Machine Learning Researcher
preetum@nakkiran.org
Notice: After several wonderful years at Apple, I have left to work on something new... (stay tuned!)
Past research interests: I am broadly interested in understanding deep learning. When do models generalize, and what should generalization mean? When models fail, do they fail in predictable ways? I like to identify an interesting empirical behavior (e.g. length-generalization, or calibration, or...), and then characterize the behavior as precisely as possible.

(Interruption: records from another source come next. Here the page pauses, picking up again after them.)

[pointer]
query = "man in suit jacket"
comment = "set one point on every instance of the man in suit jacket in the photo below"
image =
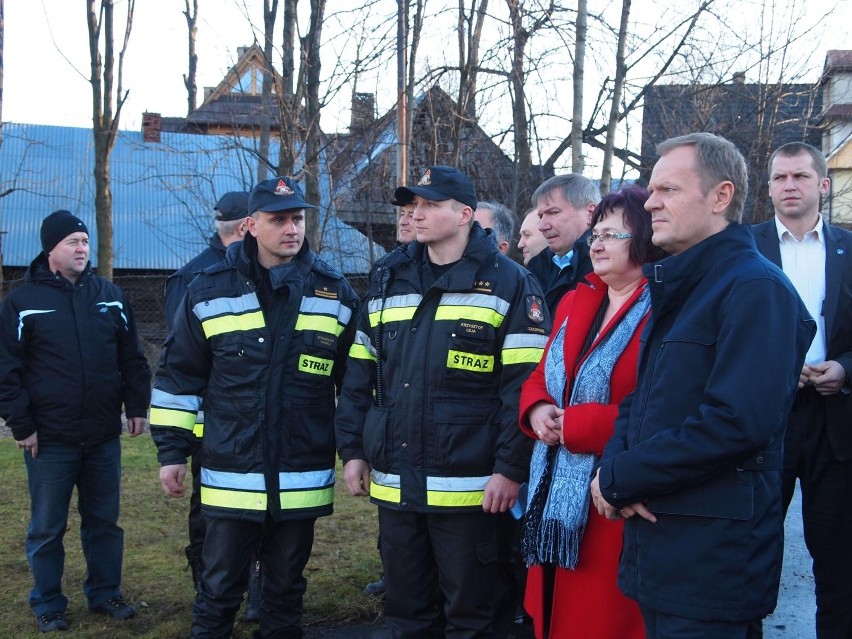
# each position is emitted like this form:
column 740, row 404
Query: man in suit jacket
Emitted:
column 564, row 204
column 817, row 257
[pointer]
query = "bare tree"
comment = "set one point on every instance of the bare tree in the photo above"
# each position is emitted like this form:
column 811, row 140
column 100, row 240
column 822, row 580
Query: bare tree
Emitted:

Area Chair: ICLR 2024, NeurIPS 2024, ICML 2025, ICML 2026
Calibration is one way of formalizing how models which are not Bayes-optimal can still be "good" in other ways. What types of calibration hold for deep networks, and why? Is there a meaningful and achievable notion of calibration for LLMs?
I've written a tutorial on diffusion models, studied the mechanisms of diffusion generalization (classifier-free guidance, composition), and helped develop new methods (TarFlow).
Why do overparameterized models generalize? Why do underparameterized models generalize? Are these questions related? Why do LLMs generalize out-of-distribution, and how do we formalize this?
I completed my PhD at Harvard, advised by Madhu Sudan and Boaz Barak. In my postdoc I worked with Misha Belkin. I did my undergrad in EECS at UC Berkeley. Go Bears!
I'm broadly interested in theory and science. I worked at Apple's Machine Learning Research group from 2022-2026, under Josh Susskind and Samy Bengio. In the past, I've interned at OpenAI (with Ilya Sutskever), Google Brain (with Behnam Neyshabur, Hanie Sedghi), and have done research in error-correcting codes, distributed storage, and cryptography. I'm grateful for past support from NSF GRFP, the Google PhD Fellowship, and the Simons Institute.